Examples of using Inandım in Turkish and their translations into English

{-}
  • Colloquial category close
  • Ecclesiastic category close
  • Ecclesiastic category close
  • Computer category close
  • Programming category close
Çocuğa inandım.
I trust the kid.
Şimdi Tang Yunun dostu olduğuna inandım.
Now I trust you're Tang Yu's friend.
Şüphesiz ben Rabbinize inandım, beni dinleyin.

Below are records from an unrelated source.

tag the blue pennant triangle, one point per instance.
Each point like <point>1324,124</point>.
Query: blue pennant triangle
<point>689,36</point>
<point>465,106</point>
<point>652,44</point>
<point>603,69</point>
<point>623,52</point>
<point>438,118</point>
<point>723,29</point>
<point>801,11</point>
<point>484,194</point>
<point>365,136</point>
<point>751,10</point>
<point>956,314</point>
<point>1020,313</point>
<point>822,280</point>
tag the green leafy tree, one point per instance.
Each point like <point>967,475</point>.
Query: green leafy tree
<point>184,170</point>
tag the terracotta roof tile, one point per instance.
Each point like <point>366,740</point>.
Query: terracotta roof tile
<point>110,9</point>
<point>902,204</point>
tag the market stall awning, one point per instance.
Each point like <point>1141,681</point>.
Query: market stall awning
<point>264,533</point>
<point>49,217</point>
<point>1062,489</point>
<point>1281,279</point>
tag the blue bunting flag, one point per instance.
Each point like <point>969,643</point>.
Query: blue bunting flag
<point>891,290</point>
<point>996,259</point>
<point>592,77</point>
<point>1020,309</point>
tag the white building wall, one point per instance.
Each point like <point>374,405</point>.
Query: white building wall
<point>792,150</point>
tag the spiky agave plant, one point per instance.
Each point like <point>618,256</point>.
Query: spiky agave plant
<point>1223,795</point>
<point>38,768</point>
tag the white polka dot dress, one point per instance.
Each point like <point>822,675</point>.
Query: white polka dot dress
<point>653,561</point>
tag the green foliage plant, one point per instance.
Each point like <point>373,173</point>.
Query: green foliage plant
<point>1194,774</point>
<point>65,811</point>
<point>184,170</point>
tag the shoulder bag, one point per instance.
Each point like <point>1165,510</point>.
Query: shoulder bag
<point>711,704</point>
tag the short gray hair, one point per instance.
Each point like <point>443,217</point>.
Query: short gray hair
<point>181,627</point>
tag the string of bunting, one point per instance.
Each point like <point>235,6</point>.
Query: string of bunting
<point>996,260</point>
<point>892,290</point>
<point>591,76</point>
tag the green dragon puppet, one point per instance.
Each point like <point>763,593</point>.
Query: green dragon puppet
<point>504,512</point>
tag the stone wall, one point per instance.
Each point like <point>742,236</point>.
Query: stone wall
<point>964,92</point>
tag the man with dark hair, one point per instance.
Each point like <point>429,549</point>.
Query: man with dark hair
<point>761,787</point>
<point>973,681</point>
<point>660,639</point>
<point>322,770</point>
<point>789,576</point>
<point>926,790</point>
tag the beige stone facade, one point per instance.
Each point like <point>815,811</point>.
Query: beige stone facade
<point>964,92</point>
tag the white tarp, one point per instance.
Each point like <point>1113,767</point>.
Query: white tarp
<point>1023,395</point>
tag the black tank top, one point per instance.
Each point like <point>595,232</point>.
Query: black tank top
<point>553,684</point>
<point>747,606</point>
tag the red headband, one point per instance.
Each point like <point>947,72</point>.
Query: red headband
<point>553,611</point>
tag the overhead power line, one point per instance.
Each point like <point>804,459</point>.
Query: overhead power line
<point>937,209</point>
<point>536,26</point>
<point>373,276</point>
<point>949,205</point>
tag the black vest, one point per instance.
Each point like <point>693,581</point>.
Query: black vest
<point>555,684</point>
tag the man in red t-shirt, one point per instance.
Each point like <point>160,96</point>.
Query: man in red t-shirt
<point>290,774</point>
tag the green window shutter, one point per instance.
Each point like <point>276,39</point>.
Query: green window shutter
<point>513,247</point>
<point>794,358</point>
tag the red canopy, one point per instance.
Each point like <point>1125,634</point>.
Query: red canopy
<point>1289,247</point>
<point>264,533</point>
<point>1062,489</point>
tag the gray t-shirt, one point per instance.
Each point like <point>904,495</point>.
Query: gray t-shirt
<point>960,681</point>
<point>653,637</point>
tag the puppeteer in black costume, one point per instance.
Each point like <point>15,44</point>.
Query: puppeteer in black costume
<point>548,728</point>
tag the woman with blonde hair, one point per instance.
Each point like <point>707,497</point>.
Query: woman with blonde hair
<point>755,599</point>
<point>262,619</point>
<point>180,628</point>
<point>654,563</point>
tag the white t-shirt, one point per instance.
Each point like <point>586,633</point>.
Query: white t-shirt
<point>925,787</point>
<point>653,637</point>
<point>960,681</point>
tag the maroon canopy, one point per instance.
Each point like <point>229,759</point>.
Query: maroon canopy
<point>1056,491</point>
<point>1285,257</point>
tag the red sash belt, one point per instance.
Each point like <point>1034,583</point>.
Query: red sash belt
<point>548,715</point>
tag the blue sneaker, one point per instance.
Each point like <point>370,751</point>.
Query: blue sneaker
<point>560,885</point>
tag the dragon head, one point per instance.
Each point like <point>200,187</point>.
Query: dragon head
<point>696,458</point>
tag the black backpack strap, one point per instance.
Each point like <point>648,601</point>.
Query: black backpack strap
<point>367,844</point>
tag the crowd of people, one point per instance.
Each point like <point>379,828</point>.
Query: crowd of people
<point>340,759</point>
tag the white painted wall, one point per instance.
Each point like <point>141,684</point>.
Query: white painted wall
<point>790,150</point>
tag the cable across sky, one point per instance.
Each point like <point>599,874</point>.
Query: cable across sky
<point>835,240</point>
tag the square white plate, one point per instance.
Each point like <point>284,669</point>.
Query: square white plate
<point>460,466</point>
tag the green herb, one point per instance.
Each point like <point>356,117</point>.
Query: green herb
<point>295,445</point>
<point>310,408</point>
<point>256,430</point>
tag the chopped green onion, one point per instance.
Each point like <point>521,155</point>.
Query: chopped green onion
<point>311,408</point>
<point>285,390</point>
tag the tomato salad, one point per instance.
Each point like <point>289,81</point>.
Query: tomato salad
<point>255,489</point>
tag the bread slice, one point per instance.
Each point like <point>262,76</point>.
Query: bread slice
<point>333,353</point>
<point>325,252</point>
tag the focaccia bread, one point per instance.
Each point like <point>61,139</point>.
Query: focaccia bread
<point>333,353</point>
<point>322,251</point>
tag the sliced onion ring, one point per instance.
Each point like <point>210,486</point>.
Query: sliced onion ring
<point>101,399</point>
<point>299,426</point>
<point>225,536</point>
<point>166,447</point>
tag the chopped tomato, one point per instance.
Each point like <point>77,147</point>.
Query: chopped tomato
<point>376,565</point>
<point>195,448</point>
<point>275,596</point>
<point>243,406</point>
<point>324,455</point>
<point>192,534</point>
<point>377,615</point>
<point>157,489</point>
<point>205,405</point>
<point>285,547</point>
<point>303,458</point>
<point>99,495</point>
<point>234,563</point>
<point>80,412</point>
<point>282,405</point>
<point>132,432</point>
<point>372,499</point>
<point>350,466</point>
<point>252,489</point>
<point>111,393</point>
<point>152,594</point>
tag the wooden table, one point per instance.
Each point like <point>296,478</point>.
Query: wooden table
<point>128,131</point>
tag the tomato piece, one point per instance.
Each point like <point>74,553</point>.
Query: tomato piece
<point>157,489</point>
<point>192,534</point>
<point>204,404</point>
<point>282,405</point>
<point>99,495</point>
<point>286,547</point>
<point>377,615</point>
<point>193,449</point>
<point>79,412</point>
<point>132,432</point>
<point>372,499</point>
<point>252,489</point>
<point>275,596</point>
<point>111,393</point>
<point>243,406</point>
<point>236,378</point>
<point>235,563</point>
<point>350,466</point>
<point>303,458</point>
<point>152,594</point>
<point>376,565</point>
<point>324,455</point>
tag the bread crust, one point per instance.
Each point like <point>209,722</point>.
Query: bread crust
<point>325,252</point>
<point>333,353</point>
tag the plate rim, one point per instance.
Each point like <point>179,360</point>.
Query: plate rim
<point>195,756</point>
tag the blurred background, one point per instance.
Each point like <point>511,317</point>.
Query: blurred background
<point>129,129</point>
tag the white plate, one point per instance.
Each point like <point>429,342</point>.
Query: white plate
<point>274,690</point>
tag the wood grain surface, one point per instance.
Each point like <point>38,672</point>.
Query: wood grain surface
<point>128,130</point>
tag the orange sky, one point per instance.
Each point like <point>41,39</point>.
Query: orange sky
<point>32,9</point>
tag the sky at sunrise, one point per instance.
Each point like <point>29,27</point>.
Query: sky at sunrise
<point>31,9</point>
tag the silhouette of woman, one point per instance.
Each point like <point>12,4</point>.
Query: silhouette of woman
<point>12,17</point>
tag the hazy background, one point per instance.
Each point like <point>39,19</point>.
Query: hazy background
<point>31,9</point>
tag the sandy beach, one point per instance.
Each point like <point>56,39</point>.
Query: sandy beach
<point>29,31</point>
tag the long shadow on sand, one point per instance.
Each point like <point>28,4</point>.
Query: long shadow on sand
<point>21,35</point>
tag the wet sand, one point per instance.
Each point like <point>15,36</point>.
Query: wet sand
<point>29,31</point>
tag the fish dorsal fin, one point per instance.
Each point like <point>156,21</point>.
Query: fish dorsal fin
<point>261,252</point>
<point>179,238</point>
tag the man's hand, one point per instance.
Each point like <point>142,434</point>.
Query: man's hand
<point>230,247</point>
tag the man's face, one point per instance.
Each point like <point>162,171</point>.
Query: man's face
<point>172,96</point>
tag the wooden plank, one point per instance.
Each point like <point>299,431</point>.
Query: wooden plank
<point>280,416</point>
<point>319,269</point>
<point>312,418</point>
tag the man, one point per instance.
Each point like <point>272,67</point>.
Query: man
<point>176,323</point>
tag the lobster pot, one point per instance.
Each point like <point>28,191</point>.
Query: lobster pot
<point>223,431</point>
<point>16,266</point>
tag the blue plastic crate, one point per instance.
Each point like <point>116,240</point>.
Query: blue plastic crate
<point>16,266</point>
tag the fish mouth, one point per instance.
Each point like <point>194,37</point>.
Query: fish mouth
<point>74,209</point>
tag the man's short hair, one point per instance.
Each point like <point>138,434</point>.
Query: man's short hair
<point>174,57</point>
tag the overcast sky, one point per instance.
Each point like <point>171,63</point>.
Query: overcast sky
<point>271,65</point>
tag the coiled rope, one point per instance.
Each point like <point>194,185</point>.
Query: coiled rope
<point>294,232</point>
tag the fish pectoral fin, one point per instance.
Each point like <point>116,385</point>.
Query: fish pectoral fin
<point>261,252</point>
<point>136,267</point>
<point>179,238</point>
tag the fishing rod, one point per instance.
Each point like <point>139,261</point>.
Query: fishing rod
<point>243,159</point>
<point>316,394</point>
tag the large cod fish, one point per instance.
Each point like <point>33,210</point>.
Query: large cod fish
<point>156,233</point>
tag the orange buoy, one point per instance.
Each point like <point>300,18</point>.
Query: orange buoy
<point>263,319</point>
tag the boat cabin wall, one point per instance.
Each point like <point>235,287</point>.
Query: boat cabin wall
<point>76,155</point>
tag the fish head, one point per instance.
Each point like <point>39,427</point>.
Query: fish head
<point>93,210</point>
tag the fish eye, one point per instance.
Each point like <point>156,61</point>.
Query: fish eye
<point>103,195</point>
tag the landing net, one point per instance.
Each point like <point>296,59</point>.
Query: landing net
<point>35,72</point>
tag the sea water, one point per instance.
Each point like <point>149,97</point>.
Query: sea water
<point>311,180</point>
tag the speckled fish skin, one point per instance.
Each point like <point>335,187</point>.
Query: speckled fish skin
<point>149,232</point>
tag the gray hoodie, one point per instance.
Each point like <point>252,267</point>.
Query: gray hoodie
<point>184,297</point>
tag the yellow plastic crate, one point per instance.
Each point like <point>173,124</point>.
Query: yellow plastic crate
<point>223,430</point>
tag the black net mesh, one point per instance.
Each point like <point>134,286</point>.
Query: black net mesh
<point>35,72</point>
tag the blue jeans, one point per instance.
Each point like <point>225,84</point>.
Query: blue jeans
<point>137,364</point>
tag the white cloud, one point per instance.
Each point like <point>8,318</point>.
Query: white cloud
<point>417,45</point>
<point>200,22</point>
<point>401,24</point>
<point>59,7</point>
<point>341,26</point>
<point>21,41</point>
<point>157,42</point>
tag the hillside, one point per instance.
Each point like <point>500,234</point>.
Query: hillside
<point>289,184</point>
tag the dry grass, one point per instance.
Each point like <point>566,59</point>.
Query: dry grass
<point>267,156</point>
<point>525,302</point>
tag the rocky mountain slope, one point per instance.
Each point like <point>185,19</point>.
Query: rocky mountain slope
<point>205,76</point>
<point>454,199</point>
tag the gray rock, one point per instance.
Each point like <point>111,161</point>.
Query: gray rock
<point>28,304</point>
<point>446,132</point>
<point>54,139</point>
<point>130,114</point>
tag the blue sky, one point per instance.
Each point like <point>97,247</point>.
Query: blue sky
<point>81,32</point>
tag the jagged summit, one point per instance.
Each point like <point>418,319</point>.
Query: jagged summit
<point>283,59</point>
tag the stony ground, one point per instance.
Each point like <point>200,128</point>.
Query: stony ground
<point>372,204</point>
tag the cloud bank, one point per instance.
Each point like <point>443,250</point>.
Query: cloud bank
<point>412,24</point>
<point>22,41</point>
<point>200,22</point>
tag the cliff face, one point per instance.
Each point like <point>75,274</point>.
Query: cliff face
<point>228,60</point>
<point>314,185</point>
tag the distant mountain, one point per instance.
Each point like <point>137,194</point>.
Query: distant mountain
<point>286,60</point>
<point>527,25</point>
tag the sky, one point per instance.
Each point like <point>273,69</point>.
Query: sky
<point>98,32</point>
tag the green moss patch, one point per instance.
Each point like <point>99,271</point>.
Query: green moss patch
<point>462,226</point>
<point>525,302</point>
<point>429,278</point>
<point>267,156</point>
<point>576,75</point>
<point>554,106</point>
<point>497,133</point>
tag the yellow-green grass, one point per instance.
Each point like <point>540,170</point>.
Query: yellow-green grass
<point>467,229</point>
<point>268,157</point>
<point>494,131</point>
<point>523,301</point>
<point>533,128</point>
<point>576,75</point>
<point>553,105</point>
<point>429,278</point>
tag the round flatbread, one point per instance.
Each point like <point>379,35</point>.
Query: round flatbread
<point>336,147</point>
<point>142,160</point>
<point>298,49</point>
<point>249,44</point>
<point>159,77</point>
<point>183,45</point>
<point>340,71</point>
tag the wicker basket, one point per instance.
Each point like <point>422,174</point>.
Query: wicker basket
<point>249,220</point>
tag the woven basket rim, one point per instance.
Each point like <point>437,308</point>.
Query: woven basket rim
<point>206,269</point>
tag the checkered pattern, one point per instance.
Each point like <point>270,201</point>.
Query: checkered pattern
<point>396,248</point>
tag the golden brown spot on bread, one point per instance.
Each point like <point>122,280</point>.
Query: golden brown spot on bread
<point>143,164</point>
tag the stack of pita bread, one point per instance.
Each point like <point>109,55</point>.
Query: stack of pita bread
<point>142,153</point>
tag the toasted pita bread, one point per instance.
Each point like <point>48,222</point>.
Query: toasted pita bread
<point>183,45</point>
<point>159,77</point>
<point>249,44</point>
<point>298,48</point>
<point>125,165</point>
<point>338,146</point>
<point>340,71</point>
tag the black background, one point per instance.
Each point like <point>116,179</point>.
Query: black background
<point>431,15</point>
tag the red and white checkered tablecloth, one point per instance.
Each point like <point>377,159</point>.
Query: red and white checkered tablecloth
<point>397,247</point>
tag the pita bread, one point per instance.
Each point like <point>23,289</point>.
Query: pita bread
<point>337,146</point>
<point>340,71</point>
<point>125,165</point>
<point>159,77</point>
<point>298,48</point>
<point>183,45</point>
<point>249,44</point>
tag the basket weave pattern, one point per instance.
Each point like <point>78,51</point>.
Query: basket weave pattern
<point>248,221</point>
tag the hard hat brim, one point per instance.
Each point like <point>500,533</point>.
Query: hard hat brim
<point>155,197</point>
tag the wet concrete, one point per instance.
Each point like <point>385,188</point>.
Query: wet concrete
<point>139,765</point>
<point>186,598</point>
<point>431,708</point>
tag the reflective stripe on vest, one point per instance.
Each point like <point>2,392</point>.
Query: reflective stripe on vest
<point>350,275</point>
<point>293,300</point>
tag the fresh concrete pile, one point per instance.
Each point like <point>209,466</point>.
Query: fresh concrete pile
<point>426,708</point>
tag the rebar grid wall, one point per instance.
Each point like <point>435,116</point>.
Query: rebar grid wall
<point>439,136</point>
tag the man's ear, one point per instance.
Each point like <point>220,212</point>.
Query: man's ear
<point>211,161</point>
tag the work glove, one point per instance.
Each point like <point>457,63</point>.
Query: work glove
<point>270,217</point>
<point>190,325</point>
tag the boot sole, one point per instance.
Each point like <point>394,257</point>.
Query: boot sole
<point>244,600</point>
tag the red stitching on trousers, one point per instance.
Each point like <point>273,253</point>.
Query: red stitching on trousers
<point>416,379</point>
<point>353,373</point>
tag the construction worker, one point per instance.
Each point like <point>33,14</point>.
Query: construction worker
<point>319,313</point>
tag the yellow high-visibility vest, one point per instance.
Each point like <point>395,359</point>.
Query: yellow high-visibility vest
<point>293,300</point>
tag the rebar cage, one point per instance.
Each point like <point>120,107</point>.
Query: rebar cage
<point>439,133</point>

I believe in your Lord, so listen to me.
Tüm hayatım boyunca, şuna inandım… her şeyin bir sebebi vardır.
My whole life, I have believed that… everything happens for a reason.
Sana bir kere inandım, artık beni kandıramayacaksın.
For once I believe you, because you're just rotten enough.
Şüphesiz ben Rabbinize inandım, beni dinleyin!
Verily! I have believed in your Lord, so listen to me!
Ama bugün inandım ki siz.
But I am convinced today that you.
Sanırım inandım ama.
I thought I did, but.
Bir keresinde babama inandım dünya bana küçük ve yaşlı göründü.
Once I had believed in Father and the world had seemed small and old.
Ben İsaya inandım, anne.
I have accepted Jesus, Mom.
Şüphesiz ben Rabbinize inandım, beni dinleyin.
Indeed, I have believed in your Lord, so listen to me.
Ben bilime inandım, bilimin ıspat edemediği hiçbir şeye inanmadım..
I believed in science not anything that can't be proved by science.
Sana hep inandım, evlat!
I always believed in you, kid!
Niçin onlara inandım da gelip size sormadım?
Why did I believe them instead of coming and asking you?
Şüphesiz ben Rabbinize inandım, beni dinleyin!
Behold, I believe in your Lord; therefore hear me!
Sana her zaman inandım, değil mi?
I always believe you, don't I?
Şüphesiz ben Rabbinize inandım, beni dinleyin!
Lo! I have believed in your Lord, so hear me!
Gerçekten inandım, değil mi?
I did believe that, didn't I?.
Şüphesiz ben Rabbinize inandım, beni dinleyin.
I believe in your Lord, so hear me.
Şüphesiz ben Rabbinize inandım, beni dinleyin.
Messengers, listen to me. I believe in your Lord.